For me, part of this is the what-if monkeys saying next time I'm going to need to cope with more. (Yeah, 'nough said)
But, part of this is just striving to become better. How can what happened be improved? What other options were there that I didn't notice that I should try to be more aware of? What follow-up opportunities could I have taken advantage of? (personal debrief?) I know each situation is going to have different variables in play, I don't have enough experience to say if that makes it a bad habit.
Does that make sense?
I agree with Anon. Critics can come from outside and within. Criticism can be counter-productive. It can also be the only thing that kicks your butt to be better than yesterday. My sensei gives me pretty good direction - killing him seems in poor taste.
I've never heard of anyone in the police forces or military practicing martial arts ever (serious)... combat operatives are western boxing, wrestling, and western submission locks/holds. I've met a lot of martial arts instructors from Kyokushin, traditional chinese martial arts and karate, and at no point has there ever been a crossover with the police forces. People who actually serve "in the line of duty" generally trash eastern arts. It's best for the police to create their own systems rather than turning to ju jutsu black belts.
Anon, the problem with that is that then you have a new system to slowly deteriorate into mediocrity. All systems of techniques have a strange way of deteriorating into mediocrity. Those styles and techniques youre saying people gravitate towards can all be gravitated towards while learning how to use them in the line of duty without trying to blur it together into a special style. Then theres nothing to deteriorate, just a good environment to improve. In my opinion.
Where I train, there is a clear distinction between doing it wrong and being corrected, and doing it right but getting some pointers for refinement.
I said refinement, I probably should have said increasing efficiency.
Oh, looks like my earlier comment didn't make it:
Where I train there is a clear distinction between "You're doing it wrong and this won't work."
and
"You're doing it right, this should work (no guarantees of course), but if you fix this little detail it will be more efficient."
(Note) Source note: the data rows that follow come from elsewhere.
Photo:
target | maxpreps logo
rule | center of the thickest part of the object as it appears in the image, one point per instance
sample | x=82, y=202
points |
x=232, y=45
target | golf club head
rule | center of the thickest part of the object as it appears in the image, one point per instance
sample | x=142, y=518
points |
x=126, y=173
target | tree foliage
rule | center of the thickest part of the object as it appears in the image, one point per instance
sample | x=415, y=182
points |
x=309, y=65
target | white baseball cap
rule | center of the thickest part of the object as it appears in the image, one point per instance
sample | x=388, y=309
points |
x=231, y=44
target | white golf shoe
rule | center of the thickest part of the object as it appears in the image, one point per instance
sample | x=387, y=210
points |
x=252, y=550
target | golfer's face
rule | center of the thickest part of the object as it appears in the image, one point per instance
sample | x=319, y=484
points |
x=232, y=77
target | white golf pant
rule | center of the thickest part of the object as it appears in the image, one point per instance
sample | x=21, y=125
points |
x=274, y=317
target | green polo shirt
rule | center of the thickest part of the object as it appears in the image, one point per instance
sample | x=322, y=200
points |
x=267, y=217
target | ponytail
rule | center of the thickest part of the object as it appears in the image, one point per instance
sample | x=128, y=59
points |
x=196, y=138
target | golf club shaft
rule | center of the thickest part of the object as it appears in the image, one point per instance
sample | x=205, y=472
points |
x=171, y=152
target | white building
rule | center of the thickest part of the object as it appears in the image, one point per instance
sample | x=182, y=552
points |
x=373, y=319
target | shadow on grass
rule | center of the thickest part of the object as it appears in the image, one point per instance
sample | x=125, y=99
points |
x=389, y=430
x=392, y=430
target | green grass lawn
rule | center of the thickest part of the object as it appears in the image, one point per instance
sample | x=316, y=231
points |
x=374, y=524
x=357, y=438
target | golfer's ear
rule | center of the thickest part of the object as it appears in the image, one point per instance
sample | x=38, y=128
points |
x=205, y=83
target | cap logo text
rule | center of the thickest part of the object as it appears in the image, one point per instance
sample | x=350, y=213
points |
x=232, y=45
On Wim Demeere's blog he once said that now that he's older, he can hit harder than ever before with even less effort. I think this latter type of correction, which is really more like refinement, is what leads to that kind of development.
I'm not sure where Anonymous comes to the conclusion that there are no police officers or military service members who seriously train in martial arts. I am one -- and know many others. That said -- he does have a valid point that you cannot simply take a martial art and use it in Law Enforcement. You have to shape the training and applications to the requirements. Not that much different than adapting to a particular rule set for competition, when you think about it.
Thank you Rory
When I was in my 20’s and receiving private pilot flight instruction, my instructor (a former military man) told me that when I did my solo (flew alone for the 1st time), I would hear his voice in my head helping me to land. And sure enough, as I flew the landing pattern, I did. That voice was reassuring. But after I had flown on my own a few times, that voice receded and was replaced by my own.
In order to evolve a skill, you need to replace your instructor’s voice. If you still hear that voice after understanding the basics, you are not evolving. In such a case, as Rory suggests, you may need to eliminate that outside voice by whatever means necessary.